Brasília paga todo o custo de implantação e, depois, cerca de 30% do custeio. A equação de grana contradiz a essência do SUS, que é a municipalização, mas no acirramento da disputa eleitoral, esse ponto não chamou atenção. Para garantir o impacto eleitoral para o esquema político governista, o ministério da Saúde impôs uma condição para o financiamento às novas unidades: elas têm que ter o nome UPA. Mesmo que o paulista conheça bem a AMA e corra para ela quando está com certo tipo de problemas, o governo federal não financia a implantação e nem reembolsa o atendimento nas unidades com esse nome.
Essa política antifederalista se manteve intacta depois da troca de governo de 2016. E agora, em 2018, a Prefeitura de São Paulo quer receber o dinheiro que Brasília manda para UPAs. É um direito da cidade e um dever de Brasília. Mas o governo federal só envia fundos para unidades chamadas UPAs. Com a redução dos custos com essas unidades de desempenho intermediário, a cidade vai investir no crescimento do número de equipes do PSF, o Programa de Saúde da Família, elogiado em todo o planeta.

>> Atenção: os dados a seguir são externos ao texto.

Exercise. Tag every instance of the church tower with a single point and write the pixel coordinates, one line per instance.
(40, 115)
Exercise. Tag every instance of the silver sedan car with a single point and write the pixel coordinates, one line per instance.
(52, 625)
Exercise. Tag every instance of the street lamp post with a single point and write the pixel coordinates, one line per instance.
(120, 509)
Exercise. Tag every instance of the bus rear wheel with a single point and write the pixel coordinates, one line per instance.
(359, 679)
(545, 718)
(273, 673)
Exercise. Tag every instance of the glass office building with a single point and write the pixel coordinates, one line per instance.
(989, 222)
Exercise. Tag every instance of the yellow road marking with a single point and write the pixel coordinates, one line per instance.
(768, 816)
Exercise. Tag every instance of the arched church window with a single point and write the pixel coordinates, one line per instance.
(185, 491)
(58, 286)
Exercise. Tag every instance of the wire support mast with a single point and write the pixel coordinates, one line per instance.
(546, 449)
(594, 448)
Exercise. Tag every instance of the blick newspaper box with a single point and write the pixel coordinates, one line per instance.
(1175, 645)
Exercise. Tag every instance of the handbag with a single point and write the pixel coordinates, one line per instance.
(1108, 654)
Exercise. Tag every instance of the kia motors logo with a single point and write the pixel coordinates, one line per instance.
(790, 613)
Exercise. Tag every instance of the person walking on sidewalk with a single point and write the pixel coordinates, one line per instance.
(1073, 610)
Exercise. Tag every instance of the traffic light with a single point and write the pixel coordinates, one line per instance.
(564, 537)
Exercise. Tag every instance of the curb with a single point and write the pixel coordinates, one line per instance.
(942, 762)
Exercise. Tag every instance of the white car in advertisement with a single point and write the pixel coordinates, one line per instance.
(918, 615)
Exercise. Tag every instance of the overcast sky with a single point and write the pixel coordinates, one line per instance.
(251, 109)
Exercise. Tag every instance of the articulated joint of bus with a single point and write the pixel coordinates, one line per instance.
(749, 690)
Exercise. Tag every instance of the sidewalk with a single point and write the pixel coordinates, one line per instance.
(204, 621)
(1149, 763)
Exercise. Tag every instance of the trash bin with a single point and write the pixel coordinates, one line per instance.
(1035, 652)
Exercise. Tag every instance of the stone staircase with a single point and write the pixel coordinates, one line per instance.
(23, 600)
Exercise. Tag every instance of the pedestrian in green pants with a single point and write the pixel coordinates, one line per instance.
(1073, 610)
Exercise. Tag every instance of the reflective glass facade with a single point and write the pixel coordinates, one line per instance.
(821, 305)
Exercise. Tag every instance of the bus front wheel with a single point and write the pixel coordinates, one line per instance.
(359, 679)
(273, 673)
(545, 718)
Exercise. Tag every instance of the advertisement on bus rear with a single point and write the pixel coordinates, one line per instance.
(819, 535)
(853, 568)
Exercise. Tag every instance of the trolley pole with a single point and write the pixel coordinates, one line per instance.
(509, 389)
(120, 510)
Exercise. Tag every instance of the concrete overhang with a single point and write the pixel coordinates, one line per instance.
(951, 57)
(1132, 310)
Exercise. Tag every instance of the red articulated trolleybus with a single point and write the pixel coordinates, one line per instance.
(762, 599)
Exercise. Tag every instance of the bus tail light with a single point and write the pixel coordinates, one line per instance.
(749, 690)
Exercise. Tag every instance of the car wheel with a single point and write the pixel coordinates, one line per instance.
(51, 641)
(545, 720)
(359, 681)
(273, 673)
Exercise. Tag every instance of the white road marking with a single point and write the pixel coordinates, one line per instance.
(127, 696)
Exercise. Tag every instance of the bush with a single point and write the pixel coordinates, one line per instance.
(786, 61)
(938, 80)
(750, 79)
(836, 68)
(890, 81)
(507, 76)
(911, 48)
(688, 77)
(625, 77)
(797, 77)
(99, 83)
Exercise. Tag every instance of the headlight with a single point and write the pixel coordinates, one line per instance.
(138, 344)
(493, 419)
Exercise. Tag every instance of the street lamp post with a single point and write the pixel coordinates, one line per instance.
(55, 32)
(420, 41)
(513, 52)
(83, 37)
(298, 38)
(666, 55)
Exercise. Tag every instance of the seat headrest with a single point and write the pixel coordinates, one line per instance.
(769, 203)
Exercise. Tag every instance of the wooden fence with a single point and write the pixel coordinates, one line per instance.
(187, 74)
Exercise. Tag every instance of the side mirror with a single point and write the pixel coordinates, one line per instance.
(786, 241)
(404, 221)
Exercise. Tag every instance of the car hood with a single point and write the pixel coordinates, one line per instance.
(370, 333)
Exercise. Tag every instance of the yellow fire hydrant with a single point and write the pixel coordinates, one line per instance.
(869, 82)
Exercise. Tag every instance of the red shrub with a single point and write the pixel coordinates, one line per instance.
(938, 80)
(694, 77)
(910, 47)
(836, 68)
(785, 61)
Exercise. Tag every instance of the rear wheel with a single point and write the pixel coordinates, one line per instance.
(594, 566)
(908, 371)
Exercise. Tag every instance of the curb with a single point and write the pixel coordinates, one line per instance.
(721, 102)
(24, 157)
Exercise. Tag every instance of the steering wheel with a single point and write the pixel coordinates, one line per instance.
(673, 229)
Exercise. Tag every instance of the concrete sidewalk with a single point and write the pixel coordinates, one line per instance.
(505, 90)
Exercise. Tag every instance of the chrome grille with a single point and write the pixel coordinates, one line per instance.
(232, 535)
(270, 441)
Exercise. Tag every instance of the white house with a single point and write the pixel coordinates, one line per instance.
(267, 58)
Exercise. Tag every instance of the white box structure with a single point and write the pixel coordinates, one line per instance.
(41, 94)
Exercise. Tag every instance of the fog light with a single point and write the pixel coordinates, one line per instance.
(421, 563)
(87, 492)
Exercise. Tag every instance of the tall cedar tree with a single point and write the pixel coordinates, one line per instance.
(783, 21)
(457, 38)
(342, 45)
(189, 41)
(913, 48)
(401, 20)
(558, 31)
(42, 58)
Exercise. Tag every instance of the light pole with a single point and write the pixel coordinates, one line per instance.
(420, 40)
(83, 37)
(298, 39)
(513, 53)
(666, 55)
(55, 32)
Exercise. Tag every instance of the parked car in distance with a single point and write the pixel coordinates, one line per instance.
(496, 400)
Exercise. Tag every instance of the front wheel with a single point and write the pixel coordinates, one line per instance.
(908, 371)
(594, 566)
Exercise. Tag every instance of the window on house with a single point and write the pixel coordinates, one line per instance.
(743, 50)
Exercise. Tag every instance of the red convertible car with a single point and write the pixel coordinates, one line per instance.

Por isso, ao longo dos próximos meses, um imenso esforço de comunicação terá que ser feito para que a população da grande São Paulo se acostume com novos nomes e funções de unidades de saúde. Mas a divulgação já começou errada: a prefeitura fechou algumas unidades e imediatamente o Ministério Público chamou o secretário de Saúde e o prefeito para depor. A notícia de que AMAs serão fechadas sofreu críticas duras tanto dos usuários quanto de tucanos como José Serra e da oposição petista na Câmara Municipal. Só então a prefeitura começou a explicar, inclusive que as mudanças ainda estão sendo projetadas e nada têm a ver com fechamentos em curso.
O jogo começou com o pé esquerdo. Talvez a primeira medida seja mostrar com clareza o que é cada unidade, o que vai mudar só de nome e o que será alterado de fato.
A saúde atende cerca de 6 milhões de pessoas na cidade (crescimento aproximado de 25% em 15 anos). Não é possível ter que conviver com essa indigestão por causa de uma sopa de letras que muda de nome no cardápio conforme o chef que a serve.